Divisés pour franchir une des quatre portes, désignées par les lettres C, I, E et L, les spectateurs doivent naviguer entre les corps pour débusquer un tabouret libre. Dès cet instant, ils deviennent des éléments du décor, des statues muettes, mais mobiles, témoins insolites de la fin du monde en marche. Cette position inhabituelle oblige à être attentif, à chercher tout autour de soi où se dérouleront les scènes, comme s'il y avait trop à voir, trop à saisir, dans l'urgence.

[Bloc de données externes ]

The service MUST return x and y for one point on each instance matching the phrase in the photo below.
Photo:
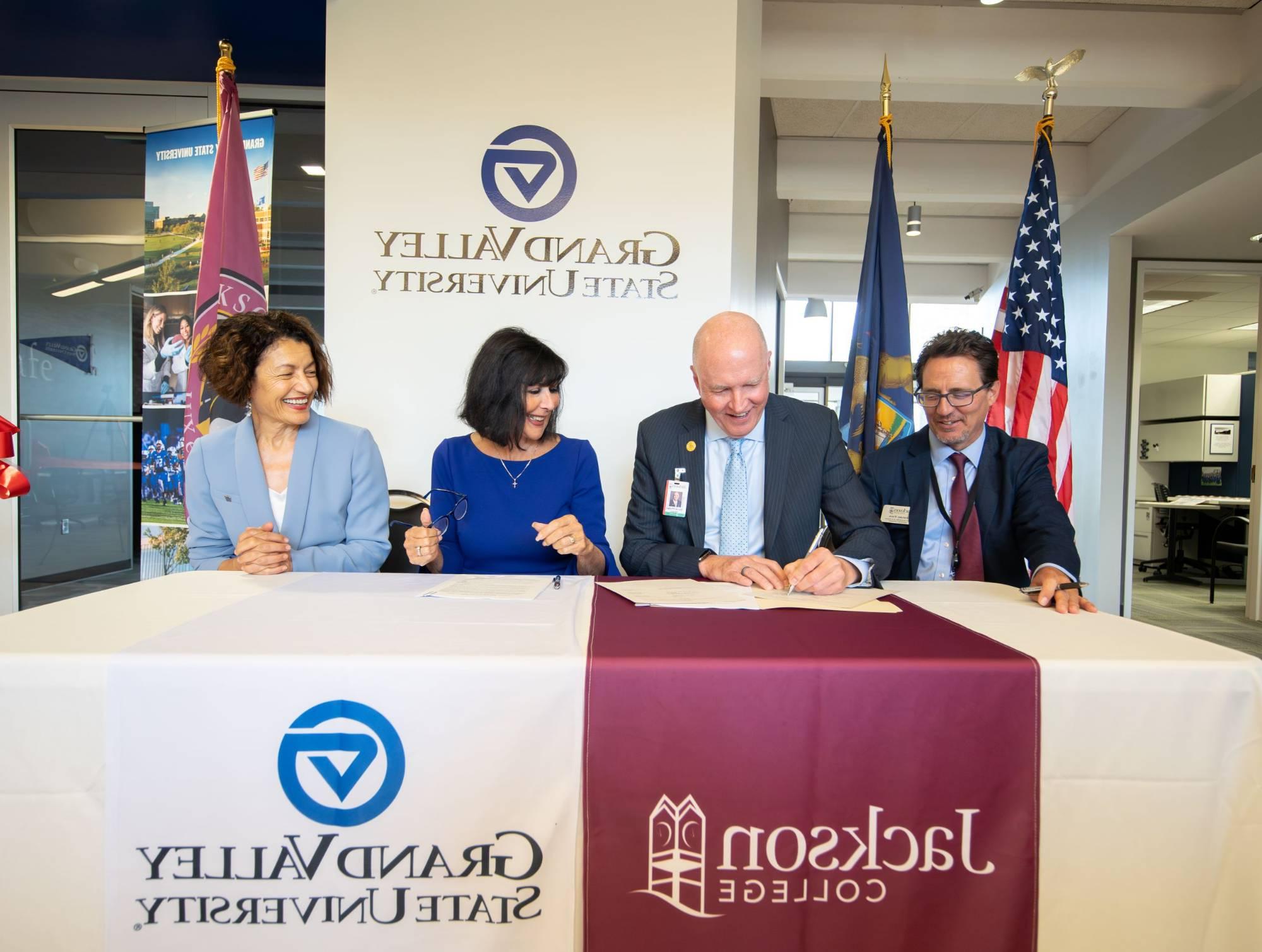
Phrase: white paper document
(502, 587)
(849, 600)
(683, 594)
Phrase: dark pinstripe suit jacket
(808, 471)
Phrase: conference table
(138, 714)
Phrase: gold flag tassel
(224, 66)
(887, 118)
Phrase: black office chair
(1241, 547)
(406, 507)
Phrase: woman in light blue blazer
(285, 490)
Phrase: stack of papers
(691, 594)
(490, 587)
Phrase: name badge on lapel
(676, 502)
(897, 515)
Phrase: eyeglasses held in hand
(459, 510)
(956, 398)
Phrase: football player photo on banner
(574, 205)
(410, 783)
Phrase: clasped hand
(263, 552)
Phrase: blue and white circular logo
(341, 775)
(523, 163)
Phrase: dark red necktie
(970, 568)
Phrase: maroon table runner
(789, 779)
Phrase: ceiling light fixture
(78, 288)
(1154, 306)
(914, 216)
(123, 276)
(816, 307)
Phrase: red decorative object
(13, 483)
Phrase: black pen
(1062, 587)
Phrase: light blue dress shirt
(755, 451)
(938, 547)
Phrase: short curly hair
(232, 356)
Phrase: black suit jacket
(808, 471)
(1017, 507)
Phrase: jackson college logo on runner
(677, 856)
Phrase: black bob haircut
(958, 343)
(495, 391)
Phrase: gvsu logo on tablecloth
(677, 856)
(338, 777)
(522, 180)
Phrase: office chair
(1241, 547)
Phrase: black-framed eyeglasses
(459, 510)
(956, 398)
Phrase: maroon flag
(230, 281)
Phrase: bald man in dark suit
(759, 470)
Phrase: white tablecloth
(1152, 804)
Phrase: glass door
(80, 244)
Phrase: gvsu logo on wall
(529, 173)
(341, 763)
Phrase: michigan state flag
(876, 403)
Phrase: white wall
(663, 128)
(1160, 364)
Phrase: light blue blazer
(336, 510)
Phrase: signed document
(490, 587)
(683, 594)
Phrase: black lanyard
(964, 522)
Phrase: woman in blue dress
(519, 498)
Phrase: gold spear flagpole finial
(887, 89)
(1049, 71)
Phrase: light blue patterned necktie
(735, 515)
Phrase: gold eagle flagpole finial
(887, 89)
(1049, 71)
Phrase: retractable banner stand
(582, 171)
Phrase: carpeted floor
(1187, 609)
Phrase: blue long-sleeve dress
(495, 537)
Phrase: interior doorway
(1194, 414)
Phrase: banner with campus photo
(179, 167)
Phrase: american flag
(1030, 331)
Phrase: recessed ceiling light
(1153, 306)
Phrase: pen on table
(1062, 587)
(815, 544)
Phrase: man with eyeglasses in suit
(964, 500)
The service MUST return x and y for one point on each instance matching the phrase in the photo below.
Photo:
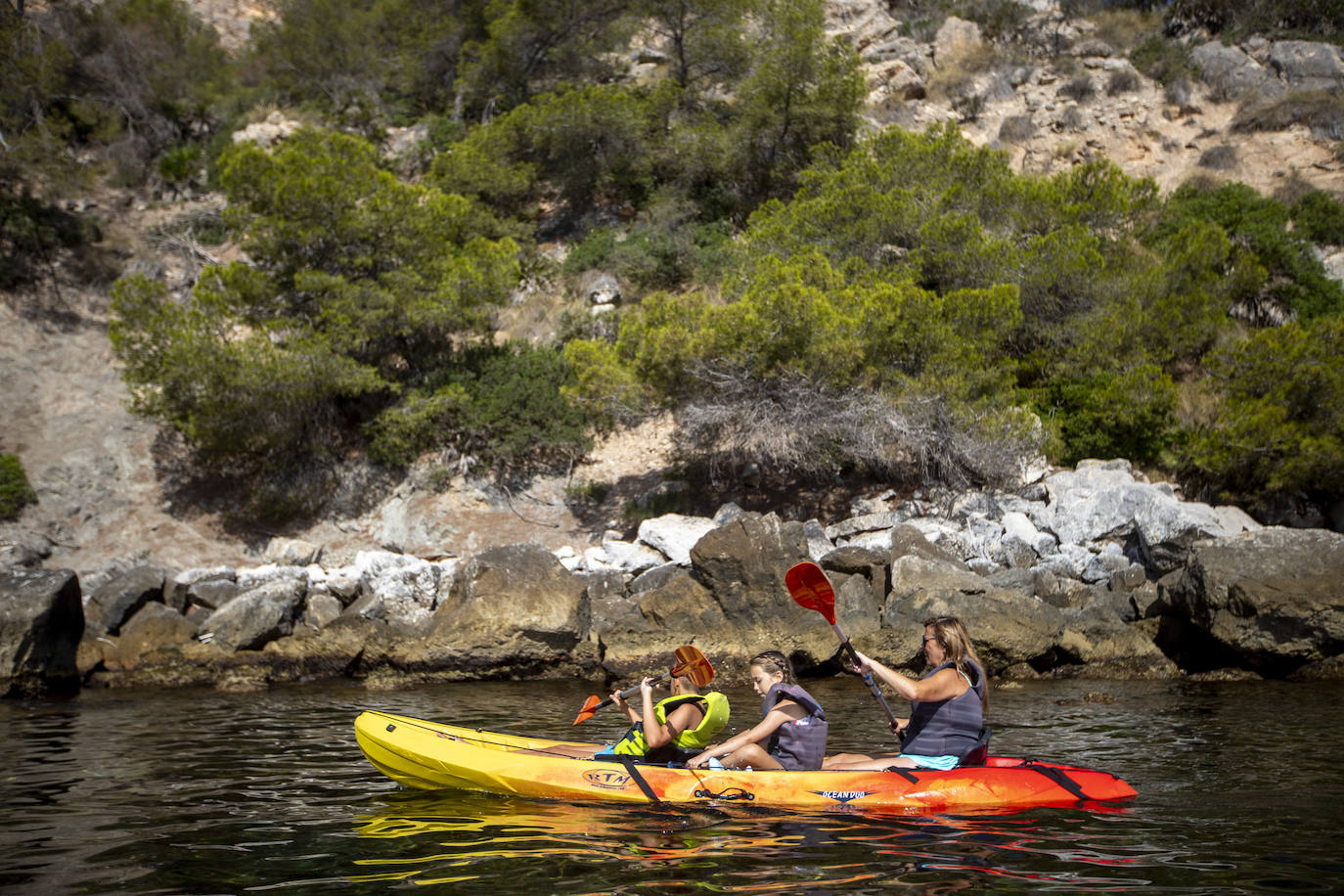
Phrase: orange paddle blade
(589, 709)
(811, 589)
(694, 665)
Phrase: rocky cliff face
(98, 470)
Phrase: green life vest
(689, 741)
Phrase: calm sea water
(197, 791)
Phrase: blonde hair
(956, 644)
(775, 661)
(687, 686)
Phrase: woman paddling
(948, 704)
(791, 733)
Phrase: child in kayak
(674, 730)
(948, 704)
(791, 733)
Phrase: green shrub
(1163, 60)
(1278, 430)
(1320, 218)
(32, 233)
(15, 492)
(1125, 414)
(180, 164)
(1307, 19)
(1271, 259)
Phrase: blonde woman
(948, 704)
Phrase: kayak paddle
(691, 662)
(811, 589)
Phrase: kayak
(431, 755)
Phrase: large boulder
(743, 564)
(674, 535)
(1006, 625)
(1232, 72)
(40, 626)
(1272, 597)
(1308, 65)
(121, 597)
(157, 628)
(1097, 644)
(1100, 501)
(255, 617)
(640, 632)
(401, 590)
(513, 607)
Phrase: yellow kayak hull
(431, 755)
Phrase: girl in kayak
(791, 733)
(948, 704)
(674, 730)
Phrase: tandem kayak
(431, 755)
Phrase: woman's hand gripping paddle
(690, 662)
(811, 589)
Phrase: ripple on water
(232, 792)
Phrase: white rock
(674, 535)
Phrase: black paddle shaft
(867, 677)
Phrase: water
(197, 791)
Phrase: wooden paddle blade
(694, 665)
(589, 709)
(811, 589)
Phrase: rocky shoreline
(1088, 572)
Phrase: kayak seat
(980, 751)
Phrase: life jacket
(948, 727)
(687, 743)
(800, 743)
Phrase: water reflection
(749, 850)
(200, 791)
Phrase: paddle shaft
(867, 676)
(631, 692)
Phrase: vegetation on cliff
(808, 298)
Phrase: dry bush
(1320, 111)
(1016, 129)
(1125, 28)
(800, 427)
(1222, 157)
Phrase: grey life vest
(798, 743)
(948, 727)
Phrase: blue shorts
(941, 763)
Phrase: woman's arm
(942, 686)
(783, 712)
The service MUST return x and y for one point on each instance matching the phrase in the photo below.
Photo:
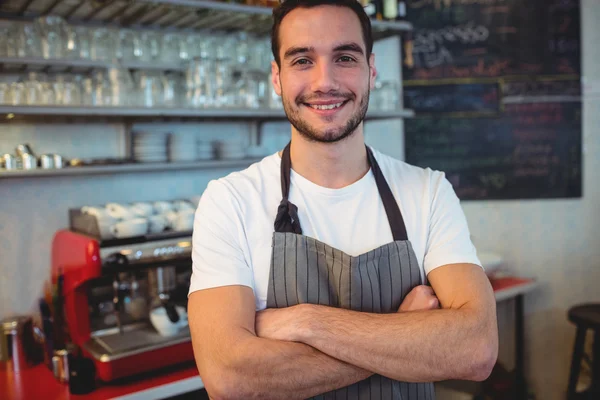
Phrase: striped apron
(305, 270)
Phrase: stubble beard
(329, 136)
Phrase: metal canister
(24, 149)
(9, 162)
(58, 161)
(47, 161)
(60, 365)
(28, 161)
(18, 348)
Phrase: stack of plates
(150, 147)
(182, 148)
(205, 151)
(232, 150)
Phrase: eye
(301, 61)
(346, 59)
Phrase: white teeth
(326, 107)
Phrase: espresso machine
(111, 291)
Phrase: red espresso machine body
(120, 272)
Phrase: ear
(372, 70)
(275, 78)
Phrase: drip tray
(116, 345)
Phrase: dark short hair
(288, 5)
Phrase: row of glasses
(51, 37)
(213, 85)
(207, 84)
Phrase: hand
(420, 298)
(278, 323)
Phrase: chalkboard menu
(466, 98)
(490, 38)
(496, 88)
(532, 151)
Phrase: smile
(326, 109)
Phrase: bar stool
(585, 316)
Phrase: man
(305, 283)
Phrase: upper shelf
(77, 64)
(165, 14)
(11, 112)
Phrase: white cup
(161, 207)
(105, 224)
(120, 211)
(182, 205)
(142, 209)
(184, 221)
(157, 223)
(98, 212)
(195, 200)
(129, 228)
(161, 322)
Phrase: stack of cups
(232, 150)
(182, 148)
(205, 150)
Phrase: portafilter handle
(169, 308)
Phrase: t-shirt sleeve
(217, 254)
(449, 239)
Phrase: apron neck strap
(287, 213)
(389, 203)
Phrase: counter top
(39, 383)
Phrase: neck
(331, 165)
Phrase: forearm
(418, 346)
(273, 369)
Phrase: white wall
(555, 241)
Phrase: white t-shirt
(234, 222)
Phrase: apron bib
(305, 270)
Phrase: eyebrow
(351, 46)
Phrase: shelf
(11, 112)
(165, 15)
(88, 64)
(127, 168)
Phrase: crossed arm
(301, 351)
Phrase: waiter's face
(325, 77)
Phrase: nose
(324, 78)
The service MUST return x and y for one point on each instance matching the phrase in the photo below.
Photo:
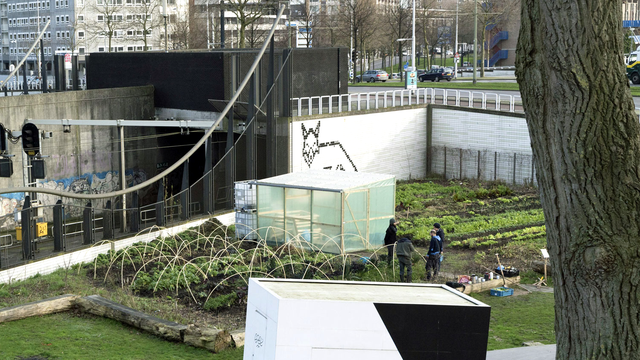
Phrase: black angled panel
(437, 331)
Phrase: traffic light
(30, 139)
(3, 139)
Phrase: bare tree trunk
(585, 138)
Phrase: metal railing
(330, 104)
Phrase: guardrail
(330, 104)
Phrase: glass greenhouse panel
(355, 236)
(326, 238)
(377, 230)
(326, 207)
(271, 214)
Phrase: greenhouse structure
(332, 211)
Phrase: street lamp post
(456, 57)
(164, 14)
(413, 38)
(475, 41)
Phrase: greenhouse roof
(328, 180)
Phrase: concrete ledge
(100, 306)
(487, 285)
(214, 340)
(37, 308)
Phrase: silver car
(373, 76)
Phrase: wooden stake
(504, 281)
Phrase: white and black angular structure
(308, 319)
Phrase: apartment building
(81, 27)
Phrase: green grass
(516, 319)
(65, 336)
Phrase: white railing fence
(330, 104)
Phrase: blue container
(501, 291)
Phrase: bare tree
(358, 20)
(179, 30)
(427, 24)
(107, 21)
(398, 25)
(585, 137)
(247, 12)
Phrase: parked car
(373, 76)
(437, 75)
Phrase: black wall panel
(182, 80)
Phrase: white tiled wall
(391, 142)
(480, 131)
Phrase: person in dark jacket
(440, 235)
(433, 256)
(404, 249)
(390, 239)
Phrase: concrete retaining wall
(86, 158)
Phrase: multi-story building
(82, 27)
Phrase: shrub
(221, 301)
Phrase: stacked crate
(245, 205)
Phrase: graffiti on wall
(327, 154)
(98, 183)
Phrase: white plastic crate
(246, 223)
(245, 195)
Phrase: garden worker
(440, 235)
(434, 256)
(404, 248)
(390, 239)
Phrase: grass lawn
(516, 319)
(70, 336)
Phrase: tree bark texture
(585, 138)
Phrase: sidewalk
(545, 352)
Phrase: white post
(456, 57)
(164, 14)
(413, 38)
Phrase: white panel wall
(481, 145)
(480, 131)
(391, 142)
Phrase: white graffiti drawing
(327, 155)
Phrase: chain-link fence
(457, 163)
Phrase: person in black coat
(440, 236)
(390, 239)
(433, 256)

La voix troublante, grave et démentielle de Bertrand Cantat retentit dans les haut-parleurs. Qui de mieux que le mythique chanteur de Noir Désir, avec son aura troublée d'artiste militant, condamné pour le meurtre de la femme qu'il aimait, pour porter les mots du poète ravageur de Ciels? Personne, vraiment personne.
Sur un mur, une toile se lève et révèle un décor économe, surélevé et cadré, où chaque détail compte. En vous disant que cinq individus, spécialistes des langues, des techniques d'écoute, du piratage, du décryptage, tentent d'élucider le suicide de l'un des leurs et d'étranges messages proférés par la jeunesse des quatre coins du monde, vous penserez à un thriller. En ajoutant que l'énigme concerne un tableau, L'annonciation du Tintoret, des poèmes codés et des formules mathématiques, vous penserez au Da Vinci Code ... Mais non, ce n'est pas cela, c'est tout autre chose.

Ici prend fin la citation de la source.